Granville led to Del Boy, and onwards to Frost and Pop Larkin. It was only because he was due at the Palace to be dubbed by the Queen, in 2005, that Jason allowed himself to get married to his long-term girlfriend, Gill.

For as regards relationships, ‘I was paranoid to an absurd degree about getting tied down and trapped and stopped ... At the first sign of anything more permanent or of the emotional connection strengthening, I would break away and flee.’

So - deep down he is not, perhaps, as approachable and likeable as he appears? Jason says he is at his happiest when diving in the ocean or flying in his helicopter. That is to say, when he is immersed in an element, under the sea or up in the sky, where there is absolutely no one else about.

And if he is, by temperament and preference, cagey and solitary, it is a fact that you don’t get to be this successful by being nice and compliant, day in, day out.
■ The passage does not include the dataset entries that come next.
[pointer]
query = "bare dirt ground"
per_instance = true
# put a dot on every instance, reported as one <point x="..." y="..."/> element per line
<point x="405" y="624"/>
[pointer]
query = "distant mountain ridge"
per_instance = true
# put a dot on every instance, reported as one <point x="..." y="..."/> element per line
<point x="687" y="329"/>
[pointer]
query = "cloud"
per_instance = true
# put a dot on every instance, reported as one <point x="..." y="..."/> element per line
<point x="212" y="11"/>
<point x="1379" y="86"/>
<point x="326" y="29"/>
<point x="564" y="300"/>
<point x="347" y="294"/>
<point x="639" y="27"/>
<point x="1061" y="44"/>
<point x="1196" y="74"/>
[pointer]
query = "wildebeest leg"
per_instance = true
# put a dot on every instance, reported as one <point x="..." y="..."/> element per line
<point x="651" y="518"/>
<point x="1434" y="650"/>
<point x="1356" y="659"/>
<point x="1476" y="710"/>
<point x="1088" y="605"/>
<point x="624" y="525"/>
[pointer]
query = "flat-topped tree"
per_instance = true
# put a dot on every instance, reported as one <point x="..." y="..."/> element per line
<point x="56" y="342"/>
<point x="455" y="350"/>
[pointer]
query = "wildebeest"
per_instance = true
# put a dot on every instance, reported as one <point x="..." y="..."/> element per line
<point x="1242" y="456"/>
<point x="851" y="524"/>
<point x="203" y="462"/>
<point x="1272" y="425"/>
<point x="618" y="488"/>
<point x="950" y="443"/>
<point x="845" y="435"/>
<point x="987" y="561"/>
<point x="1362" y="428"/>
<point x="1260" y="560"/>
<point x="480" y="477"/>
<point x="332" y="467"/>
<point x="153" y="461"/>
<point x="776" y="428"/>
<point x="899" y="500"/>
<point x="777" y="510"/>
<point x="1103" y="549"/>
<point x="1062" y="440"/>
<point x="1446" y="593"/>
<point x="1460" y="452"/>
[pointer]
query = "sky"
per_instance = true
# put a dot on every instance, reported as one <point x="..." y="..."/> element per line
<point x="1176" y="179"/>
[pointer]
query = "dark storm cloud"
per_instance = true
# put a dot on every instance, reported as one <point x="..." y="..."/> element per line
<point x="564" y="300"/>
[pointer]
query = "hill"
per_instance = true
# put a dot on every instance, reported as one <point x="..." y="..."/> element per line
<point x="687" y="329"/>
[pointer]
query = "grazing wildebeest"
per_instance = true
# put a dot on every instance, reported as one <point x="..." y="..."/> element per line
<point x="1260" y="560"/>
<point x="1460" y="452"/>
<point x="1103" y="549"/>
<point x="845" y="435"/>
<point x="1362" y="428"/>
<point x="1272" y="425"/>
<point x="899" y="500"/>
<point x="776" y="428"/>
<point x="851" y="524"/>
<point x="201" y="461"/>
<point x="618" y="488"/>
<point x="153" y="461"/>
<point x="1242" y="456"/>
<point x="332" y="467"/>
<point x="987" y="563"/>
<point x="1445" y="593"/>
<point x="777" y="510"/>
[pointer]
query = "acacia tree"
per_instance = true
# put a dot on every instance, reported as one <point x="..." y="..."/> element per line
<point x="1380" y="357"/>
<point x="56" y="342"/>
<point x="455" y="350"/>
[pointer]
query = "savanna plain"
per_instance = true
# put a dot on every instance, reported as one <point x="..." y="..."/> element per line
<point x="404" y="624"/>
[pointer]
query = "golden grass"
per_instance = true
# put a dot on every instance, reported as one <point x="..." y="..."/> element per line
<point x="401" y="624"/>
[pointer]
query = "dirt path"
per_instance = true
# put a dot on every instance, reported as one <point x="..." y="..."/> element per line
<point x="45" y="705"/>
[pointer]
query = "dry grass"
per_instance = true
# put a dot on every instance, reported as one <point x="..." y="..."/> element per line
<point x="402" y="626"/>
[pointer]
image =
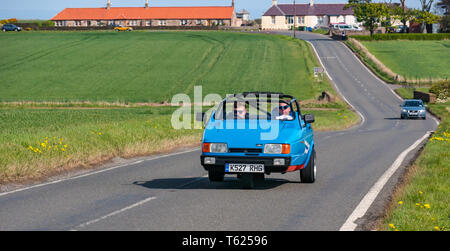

It can’t be done, though there is no need to turn into Terry Scott, Leslie Phillips or Eric Idle, either.

I’d have welcomed more information about Myfanwy Talog, the brilliant and beautiful Welsh actress who was Jason’s partner for 18 years, who died of breast cancer in 1995. Jason offhandedly says she was well known in South Wales for her programmes with ‘Rees and Ronnie’.

Not quite. He means Ryan and Ronnie, also both now dead. Myfanwy was on their show as Phyllis Doris, a blowsy valleys tart. Did the BBC wipe the tapes? I’d give anything to see them again.